Over on our Patheos channel, Paddy Gilger takes a (deeper) look at the Kim Kardashian photos:
I have spent more time than I care to admit – by which I mean any time at all – looking at this photograph of Kim Kardashian and feeling annoyed. It took me a few moments of that time to figure out why, but here it is: I felt annoyed because I felt controlled, manipulated. And I didn’t like it.
He asks us to pay attention to what happens to us when we look at these photos:
…what is looking at this photograph of Ms. Kardashian doing to me? Who are we told to be as we look?

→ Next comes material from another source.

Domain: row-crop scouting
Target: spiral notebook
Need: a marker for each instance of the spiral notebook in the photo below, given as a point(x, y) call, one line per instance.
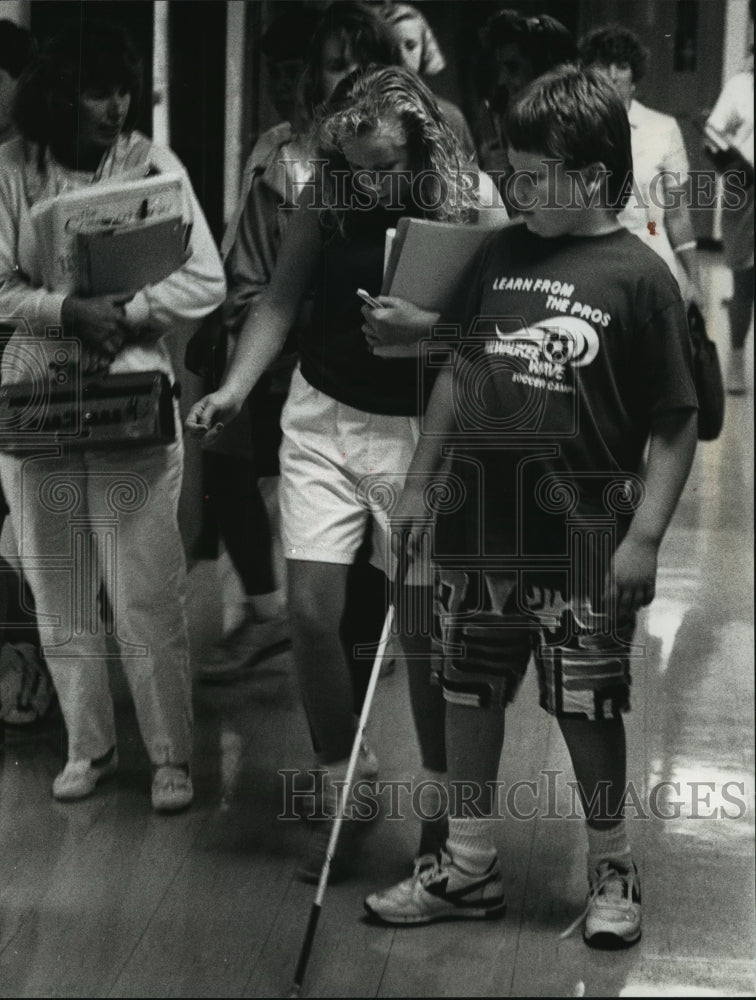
point(125, 259)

We are told to be sexual. Just be possessed by your erotic desires. It’s a gaze of lust we’re asked to take on, a gaze that allows its vision to be narrowed until the only visible thing is Ms. Kardashian’s body and that body is only viewed as the object of a self-centered passion. If we look in this way we become nothing more a libido.
…
We are told to be callous. All your responses have already been expected and accounted for. This is the anesthetized gaze of the one who knows that the photograph is supposed to be “shocking” and “titillating” (whereas what would really be shocking is if we weren’t beyond being shocked). But when we learn to look callously it just means sinking into an ironic disdain, escaping into a comfortable numbness.
And finally, he suggests — with help from a YouTube video portrait a father made of his daughter — that there’s another way for us to look at each other:
We know, but she looks at us. And she asks, in the looking, that we look at her as he does, filling her up with loving admiration and amazement at her existence, pouring into her gratitude for the beauty that is her life.